Huh. More bank capital and our troubles are over.
If only it were that easy.
UPDATE: From CNBC: Stocks Soar as Italy and Greece Act on Austerity
Despite the fact that George Soros is warning the euro zone debt crisis could be worse than the Lehman Brothers crisis, stocks across Europe rallied Wednesday following news from Athens and Rome on how they plan to tackle their budget deficits.
On Tuesday, Silvio Berlusconi’s government unveiled how it plans to make up the recent concessions on austerity spending it had promised a number of special interest groups.
Italy’s value added tax (VAT) will be raised by 1 percentage point to 21 percent. Those earning over 500,000 euros (US$705,000) will be subject to at 3 percent levy, which Reuters reports will raise 35 million euros (US$49 million) next year and 88 million euros (US$123.4 million) a year from 2013.
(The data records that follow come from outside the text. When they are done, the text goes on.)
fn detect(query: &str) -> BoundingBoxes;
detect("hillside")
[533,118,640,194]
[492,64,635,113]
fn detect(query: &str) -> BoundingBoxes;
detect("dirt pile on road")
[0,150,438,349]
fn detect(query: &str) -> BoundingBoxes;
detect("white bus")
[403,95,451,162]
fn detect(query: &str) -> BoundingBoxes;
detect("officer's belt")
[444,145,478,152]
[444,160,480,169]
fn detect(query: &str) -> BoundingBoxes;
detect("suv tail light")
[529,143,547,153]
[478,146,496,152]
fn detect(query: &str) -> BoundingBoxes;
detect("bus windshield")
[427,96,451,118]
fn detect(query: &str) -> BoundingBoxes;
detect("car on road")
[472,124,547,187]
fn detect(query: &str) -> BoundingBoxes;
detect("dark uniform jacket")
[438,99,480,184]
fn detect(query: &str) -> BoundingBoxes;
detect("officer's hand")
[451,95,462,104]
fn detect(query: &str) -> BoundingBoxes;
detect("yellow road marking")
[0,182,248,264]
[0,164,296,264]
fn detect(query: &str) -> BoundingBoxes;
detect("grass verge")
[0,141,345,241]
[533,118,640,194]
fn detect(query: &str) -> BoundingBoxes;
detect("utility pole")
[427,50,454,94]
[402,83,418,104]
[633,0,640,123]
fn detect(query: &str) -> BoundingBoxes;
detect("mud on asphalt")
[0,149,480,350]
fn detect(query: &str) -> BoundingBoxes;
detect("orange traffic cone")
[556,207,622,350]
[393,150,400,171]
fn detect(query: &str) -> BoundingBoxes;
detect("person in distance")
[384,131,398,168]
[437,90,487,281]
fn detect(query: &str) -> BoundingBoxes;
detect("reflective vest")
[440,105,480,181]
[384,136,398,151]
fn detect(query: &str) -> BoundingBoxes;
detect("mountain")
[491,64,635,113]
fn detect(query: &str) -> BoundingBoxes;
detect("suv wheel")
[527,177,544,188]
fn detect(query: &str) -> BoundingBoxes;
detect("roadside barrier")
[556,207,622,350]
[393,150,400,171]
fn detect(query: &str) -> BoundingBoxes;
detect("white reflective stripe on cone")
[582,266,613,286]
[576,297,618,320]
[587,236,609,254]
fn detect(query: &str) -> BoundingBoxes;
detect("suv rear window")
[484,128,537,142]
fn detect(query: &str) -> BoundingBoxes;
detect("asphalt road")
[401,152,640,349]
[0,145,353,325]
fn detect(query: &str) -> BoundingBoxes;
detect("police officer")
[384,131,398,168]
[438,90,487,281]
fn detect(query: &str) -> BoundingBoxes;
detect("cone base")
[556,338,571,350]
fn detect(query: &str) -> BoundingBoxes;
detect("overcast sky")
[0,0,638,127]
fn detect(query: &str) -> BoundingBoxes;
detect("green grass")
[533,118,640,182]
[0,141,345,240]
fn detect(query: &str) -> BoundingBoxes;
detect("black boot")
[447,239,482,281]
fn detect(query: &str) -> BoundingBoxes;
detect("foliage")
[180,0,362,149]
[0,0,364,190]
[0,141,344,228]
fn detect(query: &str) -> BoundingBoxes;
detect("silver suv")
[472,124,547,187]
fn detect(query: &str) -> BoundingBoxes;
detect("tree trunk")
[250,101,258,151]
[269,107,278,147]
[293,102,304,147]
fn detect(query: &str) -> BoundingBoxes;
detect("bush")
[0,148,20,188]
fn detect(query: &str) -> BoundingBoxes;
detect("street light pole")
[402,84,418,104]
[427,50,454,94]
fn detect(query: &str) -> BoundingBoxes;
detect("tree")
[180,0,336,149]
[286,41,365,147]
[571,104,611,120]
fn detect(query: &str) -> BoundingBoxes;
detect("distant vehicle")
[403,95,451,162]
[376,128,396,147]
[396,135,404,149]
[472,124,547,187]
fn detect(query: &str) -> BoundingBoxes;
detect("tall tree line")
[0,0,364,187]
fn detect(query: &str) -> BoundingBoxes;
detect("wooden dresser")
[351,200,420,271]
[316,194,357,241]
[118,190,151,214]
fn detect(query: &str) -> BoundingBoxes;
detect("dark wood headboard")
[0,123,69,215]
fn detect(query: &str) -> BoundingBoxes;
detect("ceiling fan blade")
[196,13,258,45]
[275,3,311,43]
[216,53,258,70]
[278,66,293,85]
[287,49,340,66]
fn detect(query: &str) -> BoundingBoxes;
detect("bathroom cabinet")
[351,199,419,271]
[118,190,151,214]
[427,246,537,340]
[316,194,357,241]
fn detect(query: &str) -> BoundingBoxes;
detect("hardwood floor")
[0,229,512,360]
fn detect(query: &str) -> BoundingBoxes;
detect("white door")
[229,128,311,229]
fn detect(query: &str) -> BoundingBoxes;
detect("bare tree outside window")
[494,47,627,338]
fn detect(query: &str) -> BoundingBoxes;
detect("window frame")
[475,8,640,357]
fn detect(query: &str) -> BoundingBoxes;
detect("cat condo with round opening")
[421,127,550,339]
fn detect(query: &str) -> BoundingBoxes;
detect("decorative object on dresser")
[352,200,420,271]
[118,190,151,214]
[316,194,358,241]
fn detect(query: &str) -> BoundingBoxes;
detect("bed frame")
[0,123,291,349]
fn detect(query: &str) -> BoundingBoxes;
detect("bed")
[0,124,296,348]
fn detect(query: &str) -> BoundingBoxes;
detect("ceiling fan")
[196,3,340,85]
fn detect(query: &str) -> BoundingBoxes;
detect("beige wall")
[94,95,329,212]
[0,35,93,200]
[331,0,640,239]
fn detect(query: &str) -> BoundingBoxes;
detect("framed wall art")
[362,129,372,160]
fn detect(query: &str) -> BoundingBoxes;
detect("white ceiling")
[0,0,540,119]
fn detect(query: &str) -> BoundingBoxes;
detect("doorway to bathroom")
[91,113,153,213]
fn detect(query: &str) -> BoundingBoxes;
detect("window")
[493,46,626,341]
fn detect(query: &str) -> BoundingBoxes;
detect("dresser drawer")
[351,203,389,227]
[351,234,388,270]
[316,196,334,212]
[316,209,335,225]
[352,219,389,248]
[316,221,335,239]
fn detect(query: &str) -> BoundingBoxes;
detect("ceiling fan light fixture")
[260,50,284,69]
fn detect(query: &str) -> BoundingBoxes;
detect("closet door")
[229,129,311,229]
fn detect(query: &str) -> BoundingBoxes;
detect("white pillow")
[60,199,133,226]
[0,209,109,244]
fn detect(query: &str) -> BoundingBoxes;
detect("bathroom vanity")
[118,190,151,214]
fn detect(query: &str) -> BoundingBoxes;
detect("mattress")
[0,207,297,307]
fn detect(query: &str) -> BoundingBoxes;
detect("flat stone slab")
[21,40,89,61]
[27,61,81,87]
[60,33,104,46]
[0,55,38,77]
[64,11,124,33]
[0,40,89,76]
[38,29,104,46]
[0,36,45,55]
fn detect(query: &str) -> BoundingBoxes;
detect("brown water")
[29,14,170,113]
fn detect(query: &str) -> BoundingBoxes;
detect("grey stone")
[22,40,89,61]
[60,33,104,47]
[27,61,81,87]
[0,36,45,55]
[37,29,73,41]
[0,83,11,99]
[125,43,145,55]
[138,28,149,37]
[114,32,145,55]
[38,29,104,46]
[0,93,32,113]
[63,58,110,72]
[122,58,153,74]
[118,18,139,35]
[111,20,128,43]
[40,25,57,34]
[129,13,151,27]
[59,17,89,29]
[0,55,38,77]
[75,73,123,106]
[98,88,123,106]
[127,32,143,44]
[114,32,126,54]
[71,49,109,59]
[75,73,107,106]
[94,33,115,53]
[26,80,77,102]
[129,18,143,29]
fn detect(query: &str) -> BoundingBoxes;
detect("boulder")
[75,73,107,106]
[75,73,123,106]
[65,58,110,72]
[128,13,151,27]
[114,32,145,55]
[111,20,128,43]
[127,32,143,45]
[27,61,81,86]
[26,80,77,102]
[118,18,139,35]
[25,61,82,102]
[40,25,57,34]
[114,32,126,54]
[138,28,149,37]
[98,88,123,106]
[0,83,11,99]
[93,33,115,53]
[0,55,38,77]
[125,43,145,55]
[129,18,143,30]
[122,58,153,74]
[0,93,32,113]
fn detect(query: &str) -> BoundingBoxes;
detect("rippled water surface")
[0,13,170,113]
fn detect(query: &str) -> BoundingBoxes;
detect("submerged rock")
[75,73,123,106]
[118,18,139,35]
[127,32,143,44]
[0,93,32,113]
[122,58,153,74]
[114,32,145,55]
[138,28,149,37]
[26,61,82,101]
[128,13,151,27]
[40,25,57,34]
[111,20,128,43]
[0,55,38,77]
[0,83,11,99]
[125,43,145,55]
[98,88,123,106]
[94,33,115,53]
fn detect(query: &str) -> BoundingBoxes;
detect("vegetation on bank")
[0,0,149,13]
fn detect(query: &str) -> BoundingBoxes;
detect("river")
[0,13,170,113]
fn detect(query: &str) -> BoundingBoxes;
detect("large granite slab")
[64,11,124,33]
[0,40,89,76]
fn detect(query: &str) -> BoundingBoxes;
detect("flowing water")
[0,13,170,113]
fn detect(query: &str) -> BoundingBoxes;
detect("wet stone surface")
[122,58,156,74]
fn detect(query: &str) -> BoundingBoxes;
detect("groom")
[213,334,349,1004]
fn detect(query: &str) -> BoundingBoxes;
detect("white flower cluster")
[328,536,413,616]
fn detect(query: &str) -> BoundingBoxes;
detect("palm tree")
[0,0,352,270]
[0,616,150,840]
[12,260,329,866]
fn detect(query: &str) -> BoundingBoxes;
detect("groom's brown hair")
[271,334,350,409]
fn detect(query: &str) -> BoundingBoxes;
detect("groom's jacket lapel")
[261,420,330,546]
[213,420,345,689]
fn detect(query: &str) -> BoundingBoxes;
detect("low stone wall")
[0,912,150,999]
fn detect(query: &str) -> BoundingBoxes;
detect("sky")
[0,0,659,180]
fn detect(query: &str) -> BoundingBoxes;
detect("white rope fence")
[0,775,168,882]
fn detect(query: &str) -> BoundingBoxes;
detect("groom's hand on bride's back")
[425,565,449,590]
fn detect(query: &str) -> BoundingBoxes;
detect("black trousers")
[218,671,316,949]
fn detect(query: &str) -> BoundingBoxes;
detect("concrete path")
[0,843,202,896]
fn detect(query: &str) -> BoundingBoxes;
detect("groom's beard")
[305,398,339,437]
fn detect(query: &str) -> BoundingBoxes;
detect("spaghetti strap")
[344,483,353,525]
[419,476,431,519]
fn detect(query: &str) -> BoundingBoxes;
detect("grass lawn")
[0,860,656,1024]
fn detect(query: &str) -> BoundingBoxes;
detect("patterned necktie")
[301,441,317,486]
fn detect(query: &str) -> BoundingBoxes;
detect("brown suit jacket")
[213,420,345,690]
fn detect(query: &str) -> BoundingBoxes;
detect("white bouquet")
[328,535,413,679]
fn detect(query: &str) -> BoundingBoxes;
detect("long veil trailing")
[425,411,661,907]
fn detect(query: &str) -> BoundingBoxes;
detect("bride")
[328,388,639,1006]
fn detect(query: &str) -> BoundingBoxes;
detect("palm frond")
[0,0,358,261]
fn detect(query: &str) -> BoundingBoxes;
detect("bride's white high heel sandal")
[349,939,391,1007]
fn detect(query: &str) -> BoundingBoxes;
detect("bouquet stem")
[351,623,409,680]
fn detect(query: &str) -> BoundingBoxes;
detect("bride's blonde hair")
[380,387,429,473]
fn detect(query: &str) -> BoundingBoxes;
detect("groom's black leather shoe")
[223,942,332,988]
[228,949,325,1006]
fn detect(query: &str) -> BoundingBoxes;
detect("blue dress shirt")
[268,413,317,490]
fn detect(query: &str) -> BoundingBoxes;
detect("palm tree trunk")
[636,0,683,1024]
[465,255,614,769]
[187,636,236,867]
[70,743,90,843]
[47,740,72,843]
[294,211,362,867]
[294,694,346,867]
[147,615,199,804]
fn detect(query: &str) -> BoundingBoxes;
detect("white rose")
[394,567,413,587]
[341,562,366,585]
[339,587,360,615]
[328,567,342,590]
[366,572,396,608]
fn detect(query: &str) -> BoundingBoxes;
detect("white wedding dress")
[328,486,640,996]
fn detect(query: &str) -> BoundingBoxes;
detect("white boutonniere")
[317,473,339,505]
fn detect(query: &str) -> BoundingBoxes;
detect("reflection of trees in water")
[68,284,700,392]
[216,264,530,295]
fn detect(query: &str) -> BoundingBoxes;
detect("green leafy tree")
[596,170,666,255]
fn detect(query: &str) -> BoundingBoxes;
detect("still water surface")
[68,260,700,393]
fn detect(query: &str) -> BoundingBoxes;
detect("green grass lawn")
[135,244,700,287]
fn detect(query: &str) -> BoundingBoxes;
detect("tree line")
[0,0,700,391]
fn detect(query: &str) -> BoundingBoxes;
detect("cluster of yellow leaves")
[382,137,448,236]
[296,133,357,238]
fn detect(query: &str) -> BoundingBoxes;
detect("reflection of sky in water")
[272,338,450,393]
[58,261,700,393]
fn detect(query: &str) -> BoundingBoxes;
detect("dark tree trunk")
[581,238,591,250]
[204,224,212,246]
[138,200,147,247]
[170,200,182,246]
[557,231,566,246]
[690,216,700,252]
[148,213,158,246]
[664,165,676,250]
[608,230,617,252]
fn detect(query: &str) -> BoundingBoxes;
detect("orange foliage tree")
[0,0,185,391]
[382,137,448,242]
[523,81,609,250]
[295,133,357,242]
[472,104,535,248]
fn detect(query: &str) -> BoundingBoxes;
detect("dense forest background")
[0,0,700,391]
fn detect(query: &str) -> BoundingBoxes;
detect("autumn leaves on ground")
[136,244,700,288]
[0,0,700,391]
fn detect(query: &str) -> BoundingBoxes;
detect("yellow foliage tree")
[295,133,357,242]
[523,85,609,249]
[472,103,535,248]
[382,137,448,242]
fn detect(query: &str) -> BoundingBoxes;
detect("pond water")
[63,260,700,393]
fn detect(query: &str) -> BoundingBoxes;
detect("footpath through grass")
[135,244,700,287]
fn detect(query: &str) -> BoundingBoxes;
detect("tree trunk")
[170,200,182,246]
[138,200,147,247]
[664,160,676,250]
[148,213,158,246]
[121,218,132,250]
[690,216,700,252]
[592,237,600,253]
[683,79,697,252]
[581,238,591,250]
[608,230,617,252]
The measures where welcomed by the European Commission, which said they showed Italy’s determination to meet its fiscal targets and deal with its deeply rooted structural weaknesses.
However, the judges did say parliament’s budget committee must have a bigger say in any future bailouts.
“The government is obliged to get the approval of the parliamentary budgetary committee in cases of large expenditures,” said presiding Judge Andreas Vosskuhle.
The ruling was a victory for Merkel’s government policy
The decision will likely make it more difficult for Germany, and therefore Europe, to move quickly on future eurozone bailouts.